Sal Galasso has been repairing vacuums for 34 years and says belts can be a pesky problem.
Galasso says, “We call them rubber bands. They stretch and after two, three months, they stretch out and everything starts vibrating.”
Consumer Reports just tested a beltless vacuum from Kenmore for 350 dollars. It’s what’s known as a direct-drive vacuum.
Bob Markovich of Consumer Reports says, “With direct-drive vacuums, a motor drives the brush directly without a belt.”
Consumer Reports put Kenmore’s beltless vacuum through its standard tests.
Technicians sprinkle sand onto bare floors, embed sand and talcum powder into carpets, they even use pet hair to challenge the vacuums.
The Kenmore Elite 31150 cleaned up — outscoring every other vacuum. It did an excellent job on bare floors and was impressive on carpets, and has strong suction.
But most vacuums still come with belts. And if yours breaks, Consumer Reports says it isn’t hard to replace.

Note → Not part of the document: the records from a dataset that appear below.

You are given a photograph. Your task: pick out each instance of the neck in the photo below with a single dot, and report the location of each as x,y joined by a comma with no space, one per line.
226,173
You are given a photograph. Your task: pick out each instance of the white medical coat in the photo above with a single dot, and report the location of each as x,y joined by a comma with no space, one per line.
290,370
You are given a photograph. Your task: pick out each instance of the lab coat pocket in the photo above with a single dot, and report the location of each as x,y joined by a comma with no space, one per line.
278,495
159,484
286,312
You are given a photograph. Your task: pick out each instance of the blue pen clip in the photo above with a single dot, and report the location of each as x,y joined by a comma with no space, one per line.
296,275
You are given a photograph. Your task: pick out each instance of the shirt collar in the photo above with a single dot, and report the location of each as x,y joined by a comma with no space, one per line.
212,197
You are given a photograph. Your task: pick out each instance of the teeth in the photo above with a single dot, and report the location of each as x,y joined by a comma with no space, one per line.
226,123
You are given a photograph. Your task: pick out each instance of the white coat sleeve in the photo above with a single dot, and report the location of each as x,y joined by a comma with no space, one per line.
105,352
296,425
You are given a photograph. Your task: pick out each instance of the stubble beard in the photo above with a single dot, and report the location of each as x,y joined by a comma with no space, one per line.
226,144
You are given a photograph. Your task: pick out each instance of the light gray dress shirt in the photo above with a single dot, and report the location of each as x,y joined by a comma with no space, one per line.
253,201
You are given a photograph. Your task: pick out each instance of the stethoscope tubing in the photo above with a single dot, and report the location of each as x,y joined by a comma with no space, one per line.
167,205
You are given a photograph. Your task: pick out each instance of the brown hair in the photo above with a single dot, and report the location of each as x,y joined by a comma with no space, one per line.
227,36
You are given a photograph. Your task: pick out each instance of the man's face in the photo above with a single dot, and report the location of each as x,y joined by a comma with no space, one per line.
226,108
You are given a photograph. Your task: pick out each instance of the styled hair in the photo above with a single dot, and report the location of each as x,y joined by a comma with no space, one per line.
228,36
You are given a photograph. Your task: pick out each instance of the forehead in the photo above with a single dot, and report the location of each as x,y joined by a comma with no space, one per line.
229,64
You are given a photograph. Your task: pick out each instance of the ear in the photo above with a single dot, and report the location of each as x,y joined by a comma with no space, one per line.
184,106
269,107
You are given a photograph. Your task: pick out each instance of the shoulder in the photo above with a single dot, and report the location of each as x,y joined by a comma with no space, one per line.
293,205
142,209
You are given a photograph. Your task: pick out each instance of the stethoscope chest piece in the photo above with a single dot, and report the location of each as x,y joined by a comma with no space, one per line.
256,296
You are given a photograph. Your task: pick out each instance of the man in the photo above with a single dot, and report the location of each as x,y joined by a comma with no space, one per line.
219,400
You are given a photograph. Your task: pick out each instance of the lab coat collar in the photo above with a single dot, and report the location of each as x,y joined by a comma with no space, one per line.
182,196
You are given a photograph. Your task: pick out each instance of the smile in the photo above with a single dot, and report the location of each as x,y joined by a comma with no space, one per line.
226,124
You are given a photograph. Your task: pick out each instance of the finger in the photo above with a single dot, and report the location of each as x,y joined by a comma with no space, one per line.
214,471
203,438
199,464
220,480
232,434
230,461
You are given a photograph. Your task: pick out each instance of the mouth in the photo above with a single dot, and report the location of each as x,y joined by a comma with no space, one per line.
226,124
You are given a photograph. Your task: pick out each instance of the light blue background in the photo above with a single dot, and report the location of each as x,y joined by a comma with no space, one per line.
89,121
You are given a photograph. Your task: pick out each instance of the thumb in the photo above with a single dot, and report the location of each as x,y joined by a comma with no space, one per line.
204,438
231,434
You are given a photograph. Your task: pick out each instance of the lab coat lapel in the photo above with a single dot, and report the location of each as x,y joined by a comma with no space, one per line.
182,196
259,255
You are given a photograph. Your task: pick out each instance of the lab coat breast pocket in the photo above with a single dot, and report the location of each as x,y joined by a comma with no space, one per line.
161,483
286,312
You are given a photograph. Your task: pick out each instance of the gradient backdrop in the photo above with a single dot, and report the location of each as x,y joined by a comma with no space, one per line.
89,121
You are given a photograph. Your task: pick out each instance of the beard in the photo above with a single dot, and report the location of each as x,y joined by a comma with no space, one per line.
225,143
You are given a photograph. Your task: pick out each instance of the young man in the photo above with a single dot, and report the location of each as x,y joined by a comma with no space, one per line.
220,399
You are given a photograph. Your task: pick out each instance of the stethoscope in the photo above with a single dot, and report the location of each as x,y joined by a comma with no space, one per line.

Dave Trezza says, “There are basically two ways to access the belt and brush to change in the vacuum cleaner. One requires a screwdriver. And the other one just requires releasing a couple clips on the cover.”
You just undo the clips, and the cover slides off. Then you slide the brush off the belt, and then slide the belt off. Now you can install a new one.
Of course, if you aren’t the handy type at all, there’s always your local vacuum repairman like Sal to get the job done.
Consumer Reports says to maintain your vacuum, it’s a good idea to clean hair and carpet fibers from the brush roll regularly. Also, change bags before they’re totally full. If you hear or feel anything unusual, consider taking it to a repair shop before it becomes a major issue.